In this study, an amorphous Fe–Cr–B feedstock was deposited onto a heat-exchanger material using HVOF thermal spray and laser cladding. The aim was to understand the corrosion mechanisms of these coatings in a simulated biomass combustion environment. The coated samples were exposed in 500 ppm HCl + 5% O2 at 700 °C for 250 h without any deposits and with KCl deposits. The following conclusions can be made:

HVOF thermal spray produced a predominantly amorphous microstructure retaining the phases in the feedstock powder. Laser cladding produced a predominantly crystalline structure with α-Fe, γ-Fe, CrB2 and Cr23C6.

Both samples without deposits developed an oxide scale of MnWO4, Fe3O4, Fe2O3 and Cr2O3. The thickness loss of the HVOF coating was negligible, but the laser-clad sample lost ~350 µm in 250 h.
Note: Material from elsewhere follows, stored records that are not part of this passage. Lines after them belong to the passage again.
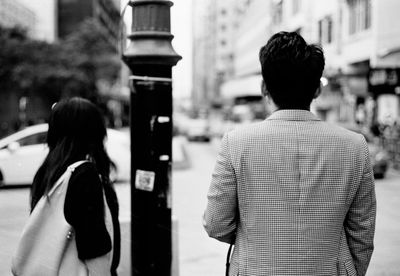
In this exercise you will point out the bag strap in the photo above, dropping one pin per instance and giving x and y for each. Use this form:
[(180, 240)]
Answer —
[(67, 173), (228, 258)]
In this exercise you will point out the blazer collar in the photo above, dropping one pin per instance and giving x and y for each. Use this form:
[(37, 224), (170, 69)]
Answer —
[(293, 115)]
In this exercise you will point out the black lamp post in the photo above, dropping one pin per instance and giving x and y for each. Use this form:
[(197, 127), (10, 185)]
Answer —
[(150, 57)]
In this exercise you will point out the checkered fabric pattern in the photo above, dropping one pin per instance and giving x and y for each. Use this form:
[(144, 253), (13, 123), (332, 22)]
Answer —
[(296, 196)]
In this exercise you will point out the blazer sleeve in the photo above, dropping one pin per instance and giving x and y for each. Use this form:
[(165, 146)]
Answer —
[(220, 216), (360, 221)]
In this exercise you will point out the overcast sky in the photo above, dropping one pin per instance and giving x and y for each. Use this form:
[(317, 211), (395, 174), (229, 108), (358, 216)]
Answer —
[(181, 28)]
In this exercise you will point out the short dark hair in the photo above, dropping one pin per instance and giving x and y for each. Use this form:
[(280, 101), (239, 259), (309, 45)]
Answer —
[(291, 69)]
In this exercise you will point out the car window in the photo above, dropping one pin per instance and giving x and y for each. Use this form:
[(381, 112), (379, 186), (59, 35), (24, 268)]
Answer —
[(34, 139)]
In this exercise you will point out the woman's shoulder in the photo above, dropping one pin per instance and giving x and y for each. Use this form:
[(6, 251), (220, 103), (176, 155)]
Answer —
[(84, 177)]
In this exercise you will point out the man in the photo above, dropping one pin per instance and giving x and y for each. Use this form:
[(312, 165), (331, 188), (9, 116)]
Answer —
[(294, 194)]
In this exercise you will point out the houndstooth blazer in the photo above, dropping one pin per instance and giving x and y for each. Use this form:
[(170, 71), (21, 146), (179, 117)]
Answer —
[(296, 196)]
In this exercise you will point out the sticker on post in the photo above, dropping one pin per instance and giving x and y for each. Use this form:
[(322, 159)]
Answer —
[(144, 180)]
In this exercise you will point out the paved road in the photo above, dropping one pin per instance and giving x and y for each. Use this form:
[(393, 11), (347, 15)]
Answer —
[(198, 254)]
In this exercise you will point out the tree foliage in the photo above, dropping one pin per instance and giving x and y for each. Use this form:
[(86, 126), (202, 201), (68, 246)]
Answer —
[(70, 67)]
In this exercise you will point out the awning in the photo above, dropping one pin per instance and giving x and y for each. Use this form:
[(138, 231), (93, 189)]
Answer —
[(240, 87)]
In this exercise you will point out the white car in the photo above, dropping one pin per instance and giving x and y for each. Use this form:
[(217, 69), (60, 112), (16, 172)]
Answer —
[(23, 152)]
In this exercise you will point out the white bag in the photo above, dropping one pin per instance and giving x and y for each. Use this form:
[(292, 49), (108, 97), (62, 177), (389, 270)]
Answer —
[(47, 246)]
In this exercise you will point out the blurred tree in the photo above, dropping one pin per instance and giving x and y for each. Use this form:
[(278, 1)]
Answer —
[(73, 67)]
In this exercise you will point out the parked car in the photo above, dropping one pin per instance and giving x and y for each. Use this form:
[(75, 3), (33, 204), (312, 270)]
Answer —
[(23, 152)]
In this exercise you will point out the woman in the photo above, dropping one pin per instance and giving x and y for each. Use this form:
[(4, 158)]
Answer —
[(77, 132)]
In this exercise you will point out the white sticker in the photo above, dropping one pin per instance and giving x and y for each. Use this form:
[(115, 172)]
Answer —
[(144, 180)]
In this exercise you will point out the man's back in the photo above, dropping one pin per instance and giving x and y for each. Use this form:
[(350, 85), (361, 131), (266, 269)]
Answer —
[(296, 192)]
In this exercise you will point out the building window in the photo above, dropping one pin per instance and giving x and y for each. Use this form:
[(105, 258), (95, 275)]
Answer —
[(295, 6), (325, 30), (359, 15)]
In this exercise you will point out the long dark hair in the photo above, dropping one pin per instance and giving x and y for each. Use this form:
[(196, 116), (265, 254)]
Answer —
[(76, 132)]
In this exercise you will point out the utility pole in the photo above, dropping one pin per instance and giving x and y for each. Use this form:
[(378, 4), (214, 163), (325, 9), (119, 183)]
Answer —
[(150, 57)]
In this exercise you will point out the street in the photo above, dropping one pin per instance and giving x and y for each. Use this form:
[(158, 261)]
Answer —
[(198, 254)]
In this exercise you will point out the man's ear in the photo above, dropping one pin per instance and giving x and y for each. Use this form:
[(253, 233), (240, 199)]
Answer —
[(264, 90), (318, 91)]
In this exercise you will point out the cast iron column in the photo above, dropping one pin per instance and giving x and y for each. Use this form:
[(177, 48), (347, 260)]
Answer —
[(150, 58)]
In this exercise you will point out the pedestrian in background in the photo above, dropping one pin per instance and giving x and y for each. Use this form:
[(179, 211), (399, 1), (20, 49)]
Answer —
[(75, 138), (294, 194)]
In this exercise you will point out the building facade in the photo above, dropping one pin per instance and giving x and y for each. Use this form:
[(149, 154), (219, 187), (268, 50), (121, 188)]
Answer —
[(14, 13), (214, 30), (359, 37)]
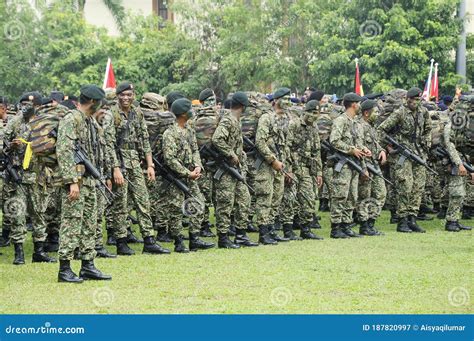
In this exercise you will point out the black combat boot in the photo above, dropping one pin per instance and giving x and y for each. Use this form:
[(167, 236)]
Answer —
[(52, 243), (89, 271), (347, 229), (289, 233), (451, 226), (275, 236), (242, 239), (123, 248), (5, 238), (336, 231), (264, 236), (131, 238), (66, 274), (111, 237), (19, 254), (307, 234), (412, 225), (195, 243), (102, 252), (206, 230), (39, 256), (151, 246), (225, 243), (179, 246), (402, 225)]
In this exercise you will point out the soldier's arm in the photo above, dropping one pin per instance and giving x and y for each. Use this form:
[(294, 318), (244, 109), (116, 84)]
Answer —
[(261, 138)]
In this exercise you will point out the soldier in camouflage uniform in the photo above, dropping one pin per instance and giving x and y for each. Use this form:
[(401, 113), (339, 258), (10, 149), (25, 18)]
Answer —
[(413, 125), (127, 141), (24, 197), (227, 139), (79, 201), (372, 194), (457, 140), (181, 156), (346, 139)]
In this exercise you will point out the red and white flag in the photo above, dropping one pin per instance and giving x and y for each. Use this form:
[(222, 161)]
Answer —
[(109, 79)]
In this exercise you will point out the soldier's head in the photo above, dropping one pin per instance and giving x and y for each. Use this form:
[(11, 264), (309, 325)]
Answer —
[(414, 98), (90, 99), (125, 94), (282, 99), (207, 97), (182, 108), (351, 102)]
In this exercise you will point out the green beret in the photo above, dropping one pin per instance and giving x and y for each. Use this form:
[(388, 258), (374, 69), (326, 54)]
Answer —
[(414, 92), (312, 105), (92, 92), (124, 86), (173, 96), (240, 98), (181, 106), (352, 97), (205, 94), (367, 105), (281, 92)]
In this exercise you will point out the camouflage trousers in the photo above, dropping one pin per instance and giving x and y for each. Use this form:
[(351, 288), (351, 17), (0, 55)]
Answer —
[(457, 193), (141, 199), (174, 205), (232, 196), (371, 198), (78, 223), (344, 195), (20, 202), (409, 179)]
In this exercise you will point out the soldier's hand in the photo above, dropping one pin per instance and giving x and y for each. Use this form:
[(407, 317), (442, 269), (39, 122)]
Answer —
[(73, 192), (118, 177), (277, 165), (151, 173)]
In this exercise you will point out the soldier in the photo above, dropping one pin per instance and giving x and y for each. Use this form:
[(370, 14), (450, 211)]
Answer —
[(79, 201), (345, 138), (127, 140), (372, 194), (456, 140), (181, 155), (307, 167), (24, 196), (227, 139), (413, 128)]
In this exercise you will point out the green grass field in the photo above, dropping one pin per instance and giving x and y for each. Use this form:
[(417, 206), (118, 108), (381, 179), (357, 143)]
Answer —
[(396, 274)]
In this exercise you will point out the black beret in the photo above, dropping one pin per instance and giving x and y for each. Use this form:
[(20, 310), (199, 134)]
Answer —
[(181, 106), (281, 92), (240, 98), (352, 97), (57, 96), (92, 92), (312, 105), (317, 95), (33, 96), (173, 96), (414, 92), (367, 105), (205, 94), (124, 86)]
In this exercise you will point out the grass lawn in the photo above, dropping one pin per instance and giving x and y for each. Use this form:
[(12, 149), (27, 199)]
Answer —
[(396, 274)]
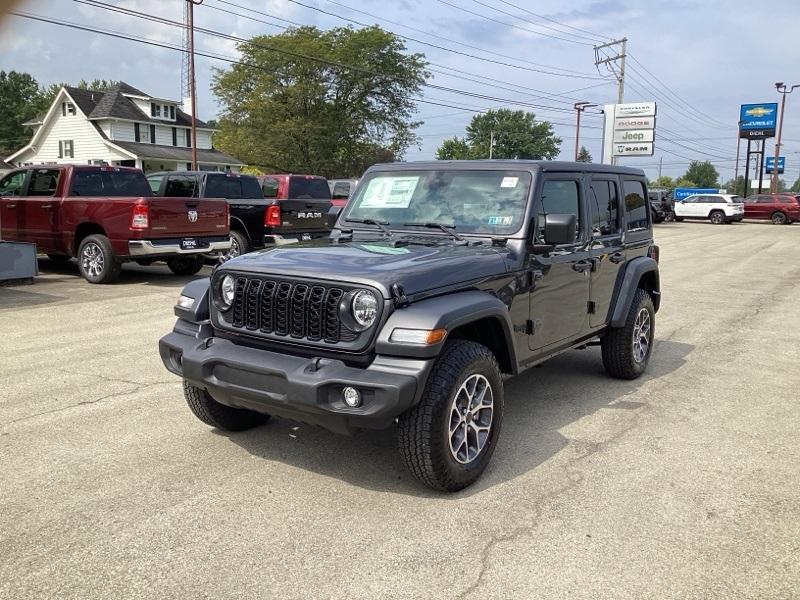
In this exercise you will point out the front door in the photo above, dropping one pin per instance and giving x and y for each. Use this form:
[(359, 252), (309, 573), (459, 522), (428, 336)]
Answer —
[(607, 252), (560, 295), (11, 189), (40, 208)]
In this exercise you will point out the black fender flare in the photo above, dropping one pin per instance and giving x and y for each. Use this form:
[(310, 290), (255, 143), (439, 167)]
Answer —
[(634, 272), (445, 312)]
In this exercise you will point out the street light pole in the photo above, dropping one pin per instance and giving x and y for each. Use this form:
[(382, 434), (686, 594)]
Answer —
[(579, 108), (784, 91)]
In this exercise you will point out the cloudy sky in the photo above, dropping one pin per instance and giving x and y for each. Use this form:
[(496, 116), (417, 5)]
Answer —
[(698, 59)]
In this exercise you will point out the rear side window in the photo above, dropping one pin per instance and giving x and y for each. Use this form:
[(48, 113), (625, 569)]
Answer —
[(269, 187), (309, 188), (222, 186), (180, 186), (43, 182), (605, 217), (635, 205), (560, 197), (109, 183), (11, 185)]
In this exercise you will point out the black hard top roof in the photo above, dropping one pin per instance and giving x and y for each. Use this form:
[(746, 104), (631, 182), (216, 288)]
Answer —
[(508, 165)]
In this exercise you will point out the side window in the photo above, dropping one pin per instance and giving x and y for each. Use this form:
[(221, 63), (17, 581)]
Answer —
[(180, 187), (605, 199), (43, 182), (635, 205), (560, 197), (270, 188), (11, 185), (154, 181)]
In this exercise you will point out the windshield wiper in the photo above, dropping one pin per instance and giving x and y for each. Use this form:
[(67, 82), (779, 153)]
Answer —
[(446, 228), (379, 224)]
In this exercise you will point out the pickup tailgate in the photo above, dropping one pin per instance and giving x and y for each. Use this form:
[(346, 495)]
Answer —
[(180, 217)]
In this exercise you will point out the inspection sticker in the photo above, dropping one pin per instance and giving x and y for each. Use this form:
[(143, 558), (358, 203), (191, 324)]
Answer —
[(389, 192), (509, 182)]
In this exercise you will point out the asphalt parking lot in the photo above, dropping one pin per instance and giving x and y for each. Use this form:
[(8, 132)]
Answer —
[(683, 484)]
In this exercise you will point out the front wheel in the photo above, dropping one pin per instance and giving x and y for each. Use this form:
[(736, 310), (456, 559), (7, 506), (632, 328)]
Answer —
[(626, 350), (778, 218), (96, 260), (185, 265), (448, 439)]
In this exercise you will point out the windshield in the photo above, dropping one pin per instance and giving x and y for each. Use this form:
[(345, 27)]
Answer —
[(487, 202)]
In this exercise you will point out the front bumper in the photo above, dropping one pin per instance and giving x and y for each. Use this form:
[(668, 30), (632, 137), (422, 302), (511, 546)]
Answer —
[(172, 247), (300, 388)]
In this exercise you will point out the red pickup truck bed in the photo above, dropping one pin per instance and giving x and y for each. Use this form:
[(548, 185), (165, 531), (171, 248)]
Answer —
[(107, 215)]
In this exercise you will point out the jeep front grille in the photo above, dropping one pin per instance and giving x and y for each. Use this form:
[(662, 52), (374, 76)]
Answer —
[(295, 310)]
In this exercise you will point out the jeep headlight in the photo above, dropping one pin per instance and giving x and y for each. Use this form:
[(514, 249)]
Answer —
[(364, 309), (227, 289)]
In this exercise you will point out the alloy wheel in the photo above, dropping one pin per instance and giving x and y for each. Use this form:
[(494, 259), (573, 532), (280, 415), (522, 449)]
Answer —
[(92, 259), (641, 335), (471, 419)]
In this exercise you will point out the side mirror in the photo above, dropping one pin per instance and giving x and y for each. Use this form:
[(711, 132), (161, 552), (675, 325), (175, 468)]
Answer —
[(559, 229)]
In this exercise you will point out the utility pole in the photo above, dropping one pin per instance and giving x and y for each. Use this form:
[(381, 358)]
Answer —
[(579, 108), (192, 83), (616, 65), (784, 91)]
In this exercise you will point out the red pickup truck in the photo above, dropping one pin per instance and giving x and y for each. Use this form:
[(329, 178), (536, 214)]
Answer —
[(105, 216)]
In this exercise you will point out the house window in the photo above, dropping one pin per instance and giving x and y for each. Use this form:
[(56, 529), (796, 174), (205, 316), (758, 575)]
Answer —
[(66, 149)]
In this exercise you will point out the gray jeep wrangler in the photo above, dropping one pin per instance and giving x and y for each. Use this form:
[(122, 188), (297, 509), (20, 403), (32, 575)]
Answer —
[(439, 279)]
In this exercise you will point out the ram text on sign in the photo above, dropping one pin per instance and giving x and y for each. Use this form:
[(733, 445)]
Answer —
[(635, 123), (636, 109), (638, 149), (634, 135)]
The mass gain of the laser-clad sample was three times higher than the HVOF-sprayed coating. The constituent microstructure played a key role in the corrosion behaviour in these environments. It can be concluded that a high amorphous fraction in the material can improve corrosion resistance.

MnCl2 was detected in both samples when KCl deposit was used. The scales contained Fe3O4, Fe2O3; however, MnWO4 was not formed. Cl was detected underneath the oxide scales due to a lack of protective scale formation.

Weartech® SHS™ 7574 coating is a promising candidate coating for heat-exchanger components as protective Cr2O3 was formed under some conditions. Whilst the HVOF-thermal-sprayed coating showed better corrosion performance, the spallation of the coating could be a concern for use in real boiler conditions. Laser-cladded SHS 7574 coating is currently being exposed in a utility-scale biomass-fired power plant in the UK as a part of the field trial.